Chiunque avrà la fortuna di incrociare il proprio cammino con uno di questi 4 Arcangeli, sarà una persona molto fortunata.
7. Resilienza
resiliènza s. f. [der. di resiliente]. – 1. Nella tecnologia dei materiali, la resistenza a rottura per sollecitazione dinamica, determinata con apposita prova d’urto 2. Nella tecnologia dei filati e dei tessuti, l’attitudine di questi a riprendere, dopo una deformazione, l’aspetto originale. 3. In psicologia, la capacità di reagire di fronte a traumi, difficoltà, ecc.
Re-si-lien-za. È ciò che questo disco mi ha insegnato ad avere.
Sarà perché il momento dell’uscita dell’album è ancora molto vicino alla sua elaborazione, ma questo ultimo anno e mezzo di duro lavoro è stato una vera e propria palestra, un’università di stress management e problem solving. È stato anche un’enorme opportunità per uscirne più forte, consapevole e sicura.
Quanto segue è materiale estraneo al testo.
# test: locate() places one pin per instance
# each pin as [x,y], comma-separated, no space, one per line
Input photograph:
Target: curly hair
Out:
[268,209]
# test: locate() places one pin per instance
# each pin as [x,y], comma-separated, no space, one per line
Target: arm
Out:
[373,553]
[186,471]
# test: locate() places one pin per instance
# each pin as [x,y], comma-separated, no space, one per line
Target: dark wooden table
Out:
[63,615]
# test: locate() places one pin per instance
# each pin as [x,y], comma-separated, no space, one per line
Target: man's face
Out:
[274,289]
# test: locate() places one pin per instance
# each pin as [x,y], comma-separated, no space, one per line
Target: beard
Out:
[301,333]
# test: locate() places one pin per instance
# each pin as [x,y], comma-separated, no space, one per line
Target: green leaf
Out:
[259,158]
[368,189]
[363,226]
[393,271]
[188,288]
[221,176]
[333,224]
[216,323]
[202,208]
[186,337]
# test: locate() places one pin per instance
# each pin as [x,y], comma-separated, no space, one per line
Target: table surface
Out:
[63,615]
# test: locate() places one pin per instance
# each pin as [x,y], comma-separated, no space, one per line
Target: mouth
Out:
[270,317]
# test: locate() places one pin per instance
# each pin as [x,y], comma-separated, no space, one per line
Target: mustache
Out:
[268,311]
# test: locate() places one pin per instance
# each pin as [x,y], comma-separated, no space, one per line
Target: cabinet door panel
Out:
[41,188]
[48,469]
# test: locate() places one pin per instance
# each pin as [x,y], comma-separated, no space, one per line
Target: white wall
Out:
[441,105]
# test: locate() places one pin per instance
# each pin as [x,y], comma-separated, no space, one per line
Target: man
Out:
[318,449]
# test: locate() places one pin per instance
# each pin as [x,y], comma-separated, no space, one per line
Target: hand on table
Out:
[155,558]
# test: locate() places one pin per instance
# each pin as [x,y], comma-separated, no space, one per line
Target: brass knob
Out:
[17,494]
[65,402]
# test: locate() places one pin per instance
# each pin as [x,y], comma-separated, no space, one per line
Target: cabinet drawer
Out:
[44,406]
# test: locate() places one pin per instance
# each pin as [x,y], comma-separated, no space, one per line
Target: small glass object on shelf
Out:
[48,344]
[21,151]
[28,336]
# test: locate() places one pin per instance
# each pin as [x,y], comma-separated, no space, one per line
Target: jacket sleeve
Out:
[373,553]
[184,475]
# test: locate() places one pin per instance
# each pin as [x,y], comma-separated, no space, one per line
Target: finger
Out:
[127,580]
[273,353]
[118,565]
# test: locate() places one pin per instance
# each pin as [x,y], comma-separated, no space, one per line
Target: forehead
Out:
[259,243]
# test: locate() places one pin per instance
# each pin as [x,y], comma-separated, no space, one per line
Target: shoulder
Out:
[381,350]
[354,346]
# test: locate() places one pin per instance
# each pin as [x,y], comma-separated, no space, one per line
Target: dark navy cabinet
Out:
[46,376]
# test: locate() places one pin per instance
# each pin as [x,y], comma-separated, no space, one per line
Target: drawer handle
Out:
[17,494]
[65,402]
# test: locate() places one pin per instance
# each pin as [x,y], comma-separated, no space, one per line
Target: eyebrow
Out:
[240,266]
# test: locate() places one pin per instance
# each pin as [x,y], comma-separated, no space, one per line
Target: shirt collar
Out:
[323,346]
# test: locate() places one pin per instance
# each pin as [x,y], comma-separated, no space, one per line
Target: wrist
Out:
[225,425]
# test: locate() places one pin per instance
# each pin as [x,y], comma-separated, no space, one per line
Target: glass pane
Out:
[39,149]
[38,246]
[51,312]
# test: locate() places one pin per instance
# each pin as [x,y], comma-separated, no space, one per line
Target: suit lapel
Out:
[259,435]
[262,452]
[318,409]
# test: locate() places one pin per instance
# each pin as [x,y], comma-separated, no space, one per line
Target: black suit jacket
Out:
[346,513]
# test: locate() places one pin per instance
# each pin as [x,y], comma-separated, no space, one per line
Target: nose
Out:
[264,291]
È stato difficile affrontarlo, ma ora posso dire di avere molto chiaro cosa mi fa bene e cosa no, come voglio registrare un disco, con chi voglio lavorare e con chi no. Ma soprattutto, ho scoperto che sotto un grande strato di insicurezze e fragilità, nascondo una grandissima forza e coraggio. E non è mai facile per me farmi dei complimenti.